You don’t need to recruit classes to play as them
Yep, you can play as any hero you like from the outset – you don’t have to unlock them to give them a try. Recruiting them simply means you can equip new gear and cosmetic items. You’ll probably want to do that for your favourites, especially if you play a lot of 4v4, but don’t burn all that steel right away thinking you need to just so you can experiment. This is extra relevant because…
Gear only affects your stats in 4v4 Dominion
Our biggest worry with For Honor was that the slowly unlocked gear system would get in the way of balanced, skill-based combat. Turns out, it does nothing in 1v1 and 2v2 modes. You can see this for yourself when you select them during mode-selection on the main map. 4v4 is definitely the more chaotic mode, and has plenty of its own, other progression systems too, like special abilities and levelling up.
Whether it becomes For Honor’s bread and butter remains to be seen, but you can always match wits and reaction times with another player without worrying that they will have bought out a batch of boxes to beat you with. Of course, Ubisoft may add more modes that use gear, or more that don’t, in the future.
Button-bashing just isn’t going to cut it
Surprise: like everything released since Tekken 2, tactical decision making, planning and picking your moment are at least designed to be better than random inputs. There are various situations you’ll need to learn a strategy for, like:
- Engagement. Initial contact with the enemy gives you various options. All classes have abilities that can be activated outside of the main guard mode. Pick one as an initial gambit, or watch your enemy’s movements and see if they do something counterable.

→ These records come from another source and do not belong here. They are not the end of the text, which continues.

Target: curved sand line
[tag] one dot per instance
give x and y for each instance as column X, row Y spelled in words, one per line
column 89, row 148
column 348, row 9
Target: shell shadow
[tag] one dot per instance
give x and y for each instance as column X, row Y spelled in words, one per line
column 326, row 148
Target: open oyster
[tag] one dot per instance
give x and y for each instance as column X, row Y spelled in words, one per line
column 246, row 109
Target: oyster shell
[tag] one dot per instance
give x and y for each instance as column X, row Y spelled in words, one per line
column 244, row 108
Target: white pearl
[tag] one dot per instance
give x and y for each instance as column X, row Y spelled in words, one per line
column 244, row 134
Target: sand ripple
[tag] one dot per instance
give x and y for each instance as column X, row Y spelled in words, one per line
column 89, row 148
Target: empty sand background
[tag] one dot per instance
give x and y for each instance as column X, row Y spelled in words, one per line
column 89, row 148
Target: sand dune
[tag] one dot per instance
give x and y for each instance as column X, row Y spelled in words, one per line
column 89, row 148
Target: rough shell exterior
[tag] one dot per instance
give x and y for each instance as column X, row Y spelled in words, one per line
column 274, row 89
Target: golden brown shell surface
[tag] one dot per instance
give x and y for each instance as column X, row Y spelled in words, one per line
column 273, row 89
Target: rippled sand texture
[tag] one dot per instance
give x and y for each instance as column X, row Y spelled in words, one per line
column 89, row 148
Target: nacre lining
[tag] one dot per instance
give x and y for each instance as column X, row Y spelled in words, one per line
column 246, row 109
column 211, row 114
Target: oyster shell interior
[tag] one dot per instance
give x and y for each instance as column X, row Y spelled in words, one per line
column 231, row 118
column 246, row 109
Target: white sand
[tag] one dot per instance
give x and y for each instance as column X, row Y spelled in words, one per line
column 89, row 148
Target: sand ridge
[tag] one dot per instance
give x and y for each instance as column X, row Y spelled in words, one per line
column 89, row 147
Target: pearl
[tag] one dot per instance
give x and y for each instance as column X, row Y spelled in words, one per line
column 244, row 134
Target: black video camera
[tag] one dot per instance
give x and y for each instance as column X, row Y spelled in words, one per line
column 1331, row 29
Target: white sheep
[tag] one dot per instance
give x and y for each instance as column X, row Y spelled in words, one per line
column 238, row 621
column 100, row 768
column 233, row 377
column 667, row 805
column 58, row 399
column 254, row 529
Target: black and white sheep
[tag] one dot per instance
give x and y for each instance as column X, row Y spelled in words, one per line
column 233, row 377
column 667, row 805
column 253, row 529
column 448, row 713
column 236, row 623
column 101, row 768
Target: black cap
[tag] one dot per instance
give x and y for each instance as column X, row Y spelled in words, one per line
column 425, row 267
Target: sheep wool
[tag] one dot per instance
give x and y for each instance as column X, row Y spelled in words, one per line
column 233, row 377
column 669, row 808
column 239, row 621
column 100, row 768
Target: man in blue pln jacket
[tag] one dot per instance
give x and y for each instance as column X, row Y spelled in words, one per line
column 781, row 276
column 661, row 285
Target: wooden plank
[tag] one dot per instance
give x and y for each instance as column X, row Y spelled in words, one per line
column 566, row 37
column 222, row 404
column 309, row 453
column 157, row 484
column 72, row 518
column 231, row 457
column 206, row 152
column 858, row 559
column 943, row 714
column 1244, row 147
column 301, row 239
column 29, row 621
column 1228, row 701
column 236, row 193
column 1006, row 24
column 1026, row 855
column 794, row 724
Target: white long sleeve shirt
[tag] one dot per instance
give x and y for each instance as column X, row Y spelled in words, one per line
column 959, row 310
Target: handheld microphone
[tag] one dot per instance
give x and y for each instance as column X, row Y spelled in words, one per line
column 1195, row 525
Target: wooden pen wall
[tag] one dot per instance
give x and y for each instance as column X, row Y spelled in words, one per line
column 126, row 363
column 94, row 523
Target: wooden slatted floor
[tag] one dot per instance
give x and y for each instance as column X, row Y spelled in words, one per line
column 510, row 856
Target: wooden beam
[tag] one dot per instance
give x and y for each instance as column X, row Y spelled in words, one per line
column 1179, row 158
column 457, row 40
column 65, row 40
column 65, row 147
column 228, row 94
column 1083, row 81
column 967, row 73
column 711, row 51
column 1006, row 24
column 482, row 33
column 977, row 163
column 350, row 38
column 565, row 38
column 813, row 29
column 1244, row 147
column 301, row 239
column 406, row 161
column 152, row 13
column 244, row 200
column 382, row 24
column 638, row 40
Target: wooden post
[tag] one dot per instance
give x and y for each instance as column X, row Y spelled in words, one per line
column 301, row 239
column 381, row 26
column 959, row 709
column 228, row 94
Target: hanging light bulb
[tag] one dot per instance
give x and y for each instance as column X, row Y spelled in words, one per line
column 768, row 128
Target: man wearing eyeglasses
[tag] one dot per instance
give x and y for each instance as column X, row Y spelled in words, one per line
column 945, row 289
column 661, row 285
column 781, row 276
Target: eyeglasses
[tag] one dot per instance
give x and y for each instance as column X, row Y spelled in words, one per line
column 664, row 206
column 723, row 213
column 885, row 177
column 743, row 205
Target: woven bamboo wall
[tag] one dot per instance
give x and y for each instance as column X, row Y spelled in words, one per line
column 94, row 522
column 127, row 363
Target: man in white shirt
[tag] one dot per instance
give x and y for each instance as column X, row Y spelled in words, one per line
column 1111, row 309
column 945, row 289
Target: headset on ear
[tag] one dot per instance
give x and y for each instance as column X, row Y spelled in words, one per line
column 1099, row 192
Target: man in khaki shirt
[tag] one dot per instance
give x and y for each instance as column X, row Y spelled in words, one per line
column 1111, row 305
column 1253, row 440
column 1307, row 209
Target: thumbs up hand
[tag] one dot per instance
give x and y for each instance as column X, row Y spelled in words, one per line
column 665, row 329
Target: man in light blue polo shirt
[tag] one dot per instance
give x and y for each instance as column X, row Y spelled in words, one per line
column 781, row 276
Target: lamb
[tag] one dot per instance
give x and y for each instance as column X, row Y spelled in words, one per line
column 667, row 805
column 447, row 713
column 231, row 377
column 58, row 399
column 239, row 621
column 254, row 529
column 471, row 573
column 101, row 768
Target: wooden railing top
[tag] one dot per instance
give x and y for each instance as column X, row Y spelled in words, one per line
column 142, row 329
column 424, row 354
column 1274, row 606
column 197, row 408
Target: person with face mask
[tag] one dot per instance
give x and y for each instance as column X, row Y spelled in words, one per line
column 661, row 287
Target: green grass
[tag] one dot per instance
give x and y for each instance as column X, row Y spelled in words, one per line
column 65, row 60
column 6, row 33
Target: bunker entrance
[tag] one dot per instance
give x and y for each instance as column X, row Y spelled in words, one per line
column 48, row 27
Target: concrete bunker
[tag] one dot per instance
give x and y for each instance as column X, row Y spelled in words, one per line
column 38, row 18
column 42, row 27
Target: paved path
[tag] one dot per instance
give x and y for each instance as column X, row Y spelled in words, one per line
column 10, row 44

- On offense. At some point, you’re going to need to get in. Again, every class has tools for moving in quickly to scout for damage. Dashing is your friend here, rather than simply walking in.
- On defense. You’ll be on the other end of that exchange sometimes too. It’s fine to just sit there blocking for a while, or dashing away with the more finesse-heavy characters. Remember that you can always reset to the engagement stage with a quick sprint, particularly outside of duels.
The important thing is to make a decision before you execute, react and learn what your best combo for each situation is. That will take some time, but For Honor is successfully riding a fine line between the fun of a third-person action game and the practice required to play a fighting game. While learning, you should still be killing.
Don’t worry about War Assets and the Faction War
The overarching Faction War of For Honor is, at least currently, mostly cosmetic. It’s a way to reward you for playing a large number of games, and provides some excellent opportunities for trash-talking, but if you don’t care about it, you don’t have to. Your War Assets are automatically distributed if you don’t choose a territory for them, and your individual impact is always going to be minimal with dozens of thousands of players making decisions – especially considering it’s cross-platform.
You can also change your faction at any time, though it disqualifies you from rewards if it’s not during a season switchover. While the video above promises there’ll be deeper ramifications for who wins each season, it’s never going to be something that negatively or permanently impacts match-to-match play. That said, it is really cool:
And that’s all we have in our beginner tips for For Honor. Naturally, being a very complicated game, this is just the start: to master your warrior you’ll need to learn much, much more. But these tips will ensure that you won’t start on the wrong foot. And, as you’ll now know, footing is half the battle in keeping on the right side of an enemy’s blade.